Ansley was put on a respirator to breathe and sedated to help her remain calm and for the discomfort. For most of the next 2 weeks or so, she lived on the respirator not conscious enough to know what was happening or what was being done to keep her stable and alive. What transpired over the weeks she remained inpatient was a series of setbacks, small improvements, a lot of prayer and tears, scary conversations and some grim realities.
Focus eventually turned to how and when to try and get her off the respirator and her survive it. At this point, Ansley was awake some throughout the days, sitting, standing and moving around with her long, white respirator tube following her. It was also during this time, she met and fell in love with Tidings, the resident ICU golden doodle. She and Ty spent many visits together and Ansley always looked forward to him making his rounds. None of this distracted her very long from the irritation of the tube stuck down her throat and many days, her hands were restrained so she wouldn’t try to pull it out unknowingly while sedated or out of frustration while awake. In true Ansley fashion, she didn’t wait for someone to decide how and when and she extubated herself in the wee hours one morning sending her Dad into a panic and a lot of very concerned intensive care providers scrambling to her room.

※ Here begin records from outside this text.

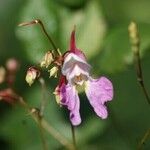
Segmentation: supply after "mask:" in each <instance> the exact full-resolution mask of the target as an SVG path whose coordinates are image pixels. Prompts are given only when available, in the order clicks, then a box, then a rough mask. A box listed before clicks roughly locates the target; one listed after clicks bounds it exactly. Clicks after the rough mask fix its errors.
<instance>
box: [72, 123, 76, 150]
mask: <svg viewBox="0 0 150 150" xmlns="http://www.w3.org/2000/svg"><path fill="white" fill-rule="evenodd" d="M71 133H72V141H73V145H74V150H77V146H76V136H75V127H74V126H73V125H72V124H71Z"/></svg>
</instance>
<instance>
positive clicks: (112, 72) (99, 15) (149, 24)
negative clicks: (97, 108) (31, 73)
mask: <svg viewBox="0 0 150 150" xmlns="http://www.w3.org/2000/svg"><path fill="white" fill-rule="evenodd" d="M149 6H150V1H149V0H143V1H141V0H132V1H131V0H126V1H119V0H109V1H106V0H101V1H100V0H91V1H90V0H32V1H29V0H27V1H19V0H6V1H0V58H1V59H0V63H1V65H4V64H5V61H6V60H7V59H8V58H10V57H15V58H17V59H18V60H19V61H20V63H21V68H20V71H19V72H18V76H17V80H16V86H15V89H16V90H17V91H18V93H20V94H22V95H23V97H25V99H27V102H28V103H29V104H30V105H31V106H33V107H39V106H40V99H41V93H40V91H41V87H40V84H38V83H36V84H34V85H33V86H32V87H28V86H27V85H26V83H25V81H24V78H25V73H26V70H27V68H28V67H29V66H31V65H34V64H37V63H39V61H40V60H41V59H42V56H43V55H44V53H45V52H46V51H47V50H49V49H52V47H51V45H50V44H49V42H48V40H47V39H46V37H45V35H43V32H42V31H41V29H40V27H39V26H38V25H35V26H29V27H18V26H17V25H18V24H19V23H20V22H25V21H31V20H33V19H37V18H39V19H41V20H42V21H43V23H44V25H45V27H46V29H47V31H48V32H49V34H51V36H52V37H53V39H54V41H55V43H56V45H58V47H59V48H60V50H61V51H62V52H65V51H66V50H67V49H68V46H69V38H70V32H71V30H72V29H73V27H74V25H76V37H77V46H78V48H81V49H83V51H84V52H85V54H86V55H87V58H88V60H89V62H90V63H91V65H92V67H93V68H92V73H93V74H94V76H99V75H107V76H108V77H109V78H110V79H111V80H112V82H113V84H114V88H115V97H114V100H113V101H112V102H111V103H110V104H108V106H109V118H108V119H107V120H101V119H99V118H98V117H96V116H95V114H94V112H93V110H92V108H91V107H90V105H89V103H88V101H87V99H86V97H85V94H81V95H80V98H81V116H82V118H83V122H82V124H81V125H80V126H79V127H78V128H77V142H78V147H79V149H82V150H84V149H85V150H88V149H89V150H90V149H94V150H99V149H102V150H120V149H121V150H134V149H136V148H137V145H138V142H139V140H140V139H141V138H142V136H143V135H144V133H145V131H146V130H147V129H148V128H149V127H150V117H149V114H150V109H149V106H148V104H147V102H146V100H145V97H144V96H143V93H142V92H141V91H140V88H139V87H138V84H137V81H136V73H135V71H134V64H133V56H132V52H131V48H130V44H129V39H128V24H129V23H130V21H131V20H135V21H136V22H137V23H138V25H139V31H140V36H141V55H142V68H143V72H144V78H145V81H146V87H148V88H149V91H150V80H149V76H150V69H149V65H150V29H149V27H150V22H149V18H150V9H149ZM45 79H46V85H47V102H46V103H47V105H46V108H45V111H44V116H45V118H46V119H47V120H48V121H49V122H50V123H51V124H52V125H53V126H54V127H55V128H56V129H58V130H59V131H60V132H61V133H62V134H64V135H65V136H66V137H67V138H68V139H70V140H71V132H70V125H69V121H68V114H67V113H66V112H65V111H64V110H63V109H62V108H59V107H58V106H57V104H56V102H55V99H54V96H53V94H52V93H53V91H54V88H55V86H56V84H57V81H56V80H55V79H48V73H46V74H45ZM0 89H2V87H0ZM45 137H46V140H47V143H48V147H49V149H63V147H62V146H61V145H60V144H59V143H58V142H57V141H55V140H54V139H53V137H51V136H49V135H48V134H47V133H45ZM0 149H3V150H40V149H42V144H41V139H40V131H39V129H38V126H37V125H36V124H35V122H34V121H33V120H32V119H31V118H30V116H29V115H28V114H27V112H25V111H24V110H23V108H20V106H13V107H11V106H9V105H7V104H5V103H3V102H1V103H0ZM143 149H144V150H149V149H150V139H148V140H147V141H146V143H145V145H144V146H143Z"/></svg>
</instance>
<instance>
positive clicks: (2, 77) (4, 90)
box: [0, 58, 20, 104]
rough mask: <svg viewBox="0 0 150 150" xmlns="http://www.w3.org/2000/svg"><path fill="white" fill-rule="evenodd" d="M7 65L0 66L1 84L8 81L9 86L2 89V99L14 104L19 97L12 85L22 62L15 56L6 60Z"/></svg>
mask: <svg viewBox="0 0 150 150" xmlns="http://www.w3.org/2000/svg"><path fill="white" fill-rule="evenodd" d="M5 66H6V67H0V84H2V83H3V82H4V83H5V82H6V83H7V85H8V87H7V88H5V89H1V90H0V101H1V100H3V101H5V102H7V103H10V104H13V103H14V102H15V101H16V100H17V99H18V97H19V96H18V95H17V94H16V93H15V92H14V90H13V89H12V85H13V84H14V82H15V78H16V73H17V71H18V69H19V66H20V64H19V62H18V61H17V60H16V59H15V58H10V59H8V60H7V61H6V65H5Z"/></svg>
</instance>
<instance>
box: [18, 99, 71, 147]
mask: <svg viewBox="0 0 150 150" xmlns="http://www.w3.org/2000/svg"><path fill="white" fill-rule="evenodd" d="M18 100H19V103H20V104H21V105H22V106H23V107H24V108H25V109H26V110H27V111H28V112H29V114H30V115H31V117H32V118H33V119H34V120H35V122H36V123H38V124H39V110H37V109H35V108H30V107H29V106H28V104H27V103H26V102H25V101H24V100H23V98H22V97H20V98H18ZM40 124H41V127H42V128H43V129H44V130H46V131H47V132H48V133H49V134H50V135H51V136H53V137H54V138H55V139H56V140H57V141H58V142H60V143H61V144H62V145H63V146H65V147H66V148H67V149H68V150H74V146H73V145H72V144H71V143H70V142H69V141H68V140H67V139H66V138H65V137H64V136H63V135H61V134H60V133H59V132H58V131H57V130H56V129H54V128H53V127H52V126H51V125H50V124H49V123H48V122H47V121H46V120H45V119H44V118H43V117H42V118H41V121H40Z"/></svg>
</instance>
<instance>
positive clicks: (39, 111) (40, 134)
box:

She was discharged by mid March but the events that had taken place shaped the rest of her life. Ansley was a different person. Her thoughts, priorities and health had changed. Her faith deepened and she had a peacefulness that remained in her until she passed away almost 15 months later.
I have a daily devotional and often look up dates when meaningful things have taken place in the past to see if the scripture reflects the significance of those past events. I’m usually dismayed at the correlation between the two and how relevant the verses will be. Todays is 2 Corinthians 5:17 that says “Therefore, if anyone is in Christ, he is a new creation; the old has gone, the new has come!”
Ansley was “in Christ” long before February 17, 2017. She had been baptized and given her life over to Christ many years prior to that Friday night in February but that scripture is so appropriate for the things that took place that night and the following weeks four years ago. The old Ansley, the old way of life, the old way of thinking was gone and the new Ansley was here. She was focused, peaceful, thoughtful in all she did, always smiling, creative, beautiful inside and out and studied the word of God and told as many people about Him as would listen. Ansley was living with purpose and she changed lives with her life and in her death. We miss her desperately. Her foundation, The Ansley Foundation, ensures that she continues to touch lives and make a difference.